Power as current not currency
Managers have moved from knowledge hoarders to knowledge pumps. The moniker: ‘knowledge is power’ is being replaced with ‘power belongs to the network’.
Writing in the Harvard Business Review Jeremy Heimans and Henry Timms describe a growing tension between two distinct forces – old power and new power:
“Old power works like a currency. It is held by few. Once gained, it is jealously guarded, and the powerful have a substantial store of it to spend. It is closed, inaccessible, and leader-driven. It downloads, and it captures.
“New power operates differently, like a current. It is made by many. It is open, participatory, and peer-driven.
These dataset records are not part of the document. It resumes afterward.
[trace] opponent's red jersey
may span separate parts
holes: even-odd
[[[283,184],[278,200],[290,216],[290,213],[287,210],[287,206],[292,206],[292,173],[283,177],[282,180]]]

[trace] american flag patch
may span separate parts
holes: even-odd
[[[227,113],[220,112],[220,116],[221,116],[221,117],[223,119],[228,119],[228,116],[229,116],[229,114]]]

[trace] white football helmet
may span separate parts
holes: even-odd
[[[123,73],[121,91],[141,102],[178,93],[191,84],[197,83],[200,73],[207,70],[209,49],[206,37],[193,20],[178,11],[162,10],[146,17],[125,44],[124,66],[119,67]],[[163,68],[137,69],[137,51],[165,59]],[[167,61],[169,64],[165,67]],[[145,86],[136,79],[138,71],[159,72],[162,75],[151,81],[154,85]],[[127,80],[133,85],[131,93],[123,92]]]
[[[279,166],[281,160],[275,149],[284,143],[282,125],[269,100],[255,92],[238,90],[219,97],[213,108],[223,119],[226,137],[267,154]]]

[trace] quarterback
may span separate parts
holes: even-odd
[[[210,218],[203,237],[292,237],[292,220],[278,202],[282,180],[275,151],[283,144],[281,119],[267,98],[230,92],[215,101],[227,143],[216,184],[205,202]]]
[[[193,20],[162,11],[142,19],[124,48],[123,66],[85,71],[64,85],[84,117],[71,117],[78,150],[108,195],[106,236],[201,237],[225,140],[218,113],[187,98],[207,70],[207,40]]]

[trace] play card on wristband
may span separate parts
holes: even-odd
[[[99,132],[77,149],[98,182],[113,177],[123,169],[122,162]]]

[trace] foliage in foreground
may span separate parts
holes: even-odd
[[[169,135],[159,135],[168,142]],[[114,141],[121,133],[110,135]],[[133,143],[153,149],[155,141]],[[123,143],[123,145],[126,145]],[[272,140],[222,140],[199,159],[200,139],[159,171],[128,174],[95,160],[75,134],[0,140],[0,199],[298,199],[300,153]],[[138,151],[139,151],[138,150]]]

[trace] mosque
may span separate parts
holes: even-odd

It uploads, and it distributes. Like water or electricity, it’s most forceful when it surges. The goal with new power is not to hoard it but to channel it.”
To survive today’s VUCA environment the managers who will succeed are those who build creative, learning organisations populated with fast-acting, empowered workforces of multi-disciplinary teams. Team members who can ‘look around corners’ and make the connection between the work they’re doing and the knock on effects to others both inside and outside the firm.
These teams rely less on procedure and more on awareness of different perspectives held by different stakeholders.
Social age as change catalyst
The social age is a significant change catalyst. It calls for ruthless transparency and honesty. Managers are beginning to rightly be measured on what they do rather than what they say they do or think they may do in the future. The distance between what we say we do and what we really do forms a legitimacy gap and the social web – as indiscriminate amplifier – turns up the volume on any gap.
Organisations are beginning to tie promotions to performance not politics. They are developing organisational cultural values which support and reward effective performance. Firms are starting to ensure their appraisal system really is performance based. Not nudge-nudge, wink-wink performance based – but in reality all down to personality and how well you can schmooze your line manager.
Networking is an ever-increasingly vital aptitude but its emphasis shifts in the social age from me to we. Self promotion gives way to promoting team work. In the social age managers build collaborative, creative organisational climates. Ones where their teams are confident to ‘have a go’. To make small risks. Take the initiative. Obtain information. Where team members feel safe. Where their new ideas are supported and built up – not knocked down. Where team members are motivated through being empowered and where diversity is embraced – the sharing of ideas, experience and skills from different backgrounds and mindsets is seen as an advantage. This sounds a lot like the skill sets already owned by Luthans’ effective managers.